Devotees of the Inner Party and the Cathedral are deeply convinced that the Outer Party is about to fall on them and destroy them in a new fascist upheaval. They often believe that the Outer Party itself is the party of power. They can be easily terrified by poll results of the type that Powell, etc., demonstrated. There are all kinds of scary polls that can be conducted which, if they actually translated into actual election results in which the winners of the election held actual power, would seriously suck. That’s democracy for you.

But power in our society is not held by democratic politicians. Nor should it be. Indeed the intelligentsia are in a minority, indeed they live in a country that is a democracy, indeed in theory their entire way of life hangs by a thread. But if you step back and look at history over any significant period, you only see them becoming stronger. It is their beliefs that spread to the rest of the world, not the other direction. When Outer Party supporters embrace stupid ideas, no one has any reason to worry, because the Outer Party will never win. When the Inner Party goes mad, it is time to fear. Madness and power are not a fresh cocktail.

Holy shit. Still re-reading Open Letter.
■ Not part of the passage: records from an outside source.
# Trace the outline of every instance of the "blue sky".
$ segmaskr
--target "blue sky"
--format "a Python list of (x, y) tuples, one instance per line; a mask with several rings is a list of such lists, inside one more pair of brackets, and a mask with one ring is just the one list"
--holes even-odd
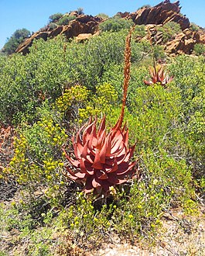
[[(0, 49), (6, 39), (18, 29), (36, 32), (47, 24), (49, 16), (56, 12), (68, 12), (79, 7), (86, 14), (100, 12), (112, 16), (118, 12), (135, 12), (149, 4), (152, 6), (161, 1), (147, 0), (0, 0)], [(173, 2), (174, 1), (172, 1)], [(181, 0), (181, 12), (193, 22), (205, 27), (205, 1)]]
There is a lesson in this: if you are paying attention to current affairs, your time would be better spent reading Moldbug, even if you’ve read it before. 2008, remember:

there is another way to succeed in the Outer Party. This might be called the Huckabee Plan. On the Huckabee Plan, you succeed by being as stupid as possible. Not only does this attract a surprising number of voters, who may be just as stupid or even stupider—the Outer Party’s base is not exactly the cream of the crop—it also attracts the attention of the Cathedral, whose favorite sport is to promote the worst plausible Outer Party candidates. As usual with the Cathedral, this is a consequence of casual snobbery rather than malignant conspiracy, but it is effective nonetheless. It is always fun to write a human-interest story about a really wacky peasant, especially one who happens to be running for President.